Consumer credit is really nothing new. It existed in an informal fashion in the earlier days, where your neighborhood grocer would give you your requirements and you paid up at a particular time. That was based on his instinct of what you were and how you behaved.

In its modern form, it began sometimes between the 1946 and 50s when two people went to dinner and found they had no cash to pay at the restaurant. Thus began the Diners Club, exclusively for use in restaurants. Just like plants, hybrids have grown to where it is now.

Obviously, given the lucrative nature of the market, loan sharks, so called, for their high rates of interest, and arm twisting tactics to get their money back, had a field day, till Government/s were forced to step in.

You don't carry cash; you pay by credit card. The merchant gets his sum instantaneously, and you pay the credit issuer after 30 days or so.
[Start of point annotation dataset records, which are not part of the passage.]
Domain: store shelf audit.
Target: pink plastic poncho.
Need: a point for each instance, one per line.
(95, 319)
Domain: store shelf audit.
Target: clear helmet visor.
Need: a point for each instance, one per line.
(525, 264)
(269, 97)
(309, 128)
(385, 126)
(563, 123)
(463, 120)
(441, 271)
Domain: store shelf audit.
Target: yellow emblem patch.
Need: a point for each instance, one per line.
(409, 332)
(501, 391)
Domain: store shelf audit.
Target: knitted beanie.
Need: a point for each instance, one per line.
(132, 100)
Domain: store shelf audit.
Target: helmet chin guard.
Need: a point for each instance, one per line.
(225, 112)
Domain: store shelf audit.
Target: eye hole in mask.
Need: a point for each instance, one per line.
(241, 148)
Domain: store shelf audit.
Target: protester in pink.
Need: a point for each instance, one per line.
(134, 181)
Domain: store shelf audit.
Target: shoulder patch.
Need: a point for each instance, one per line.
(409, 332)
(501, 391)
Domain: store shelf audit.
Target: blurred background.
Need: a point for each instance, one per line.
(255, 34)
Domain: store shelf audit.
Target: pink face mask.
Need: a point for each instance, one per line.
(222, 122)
The cost of the transaction is covered by its usage by multimillion people across the world, and through the annual charge for possessing it. If you are late in payment after the stipulated date, you pay an additional surcharge. Based on the volume of business that is now driven by credit cards, multibillion dollar industry has been created.

You have options too. You can ask for a staggered payment plan for expensive items that you wish to purchase, but don't have the immediate wherewithal, and the issuer steps and guarantees it to the dealer, and the issuers charges a fee through which the cost of money is recovered.
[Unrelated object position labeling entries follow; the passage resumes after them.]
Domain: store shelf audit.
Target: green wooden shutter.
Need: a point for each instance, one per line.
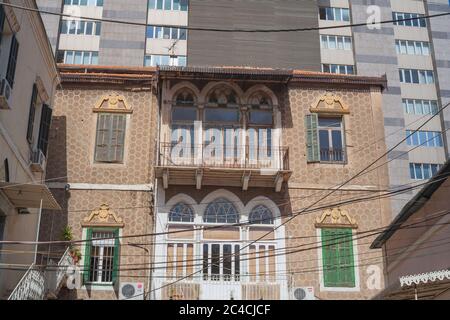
(2, 21)
(338, 258)
(312, 138)
(116, 256)
(32, 113)
(87, 255)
The other part is handled by banks themselves, in cases of high values, like house mortgages, cars, expensive equipment for small and medium businesses, etc.

Used wisely, it is a great boon for everybody; unwisely leads to trouble. Further, because of its flexibility, it drives the national economy, creating demand for industry for its high value goods and services. But yet there is danger, which we have just seen in the crash of the sub prime mortgage markets. The financial institutions and the debt market have become so inter-twined that the crisis is rocking the foundations of the American banking system.

Not surprisingly, even bad credit has thrown up a whole array of specialists, experts, mediators, intermediaries, who help re-finance and restructure debt.

There is a slew of legislation, both Federal and State, to protect the consumer, and at the same time maintaining the balance between the fiduciary relationship between the cardholder and the finance provider.

The Uniform Consumer Credit Code (http://www.law.cornell.edu/uniform/vol7.html#concc) adopted by eleven States and Gaum, protects consumers, ensuring adequate credit is provided and governs in general the credit industry.

The Consumer Credit Protection Act, enacted by Congress, in part regulates the industry, requiring the creditors to fully disclose the credit terms, protects the consumer form predatory loan sharks, restricts garnishees of wage, and set up the National Commission on Consumer Finance to probe this industry.

This Statute also governs the Credit card companies and credit reporting agencies, prohibits gender or marital status based discrimination in granting credit, apart from regulating debt collectors, and with rules for collectors to adhere to a certain code, which restrains from certain practices in collections.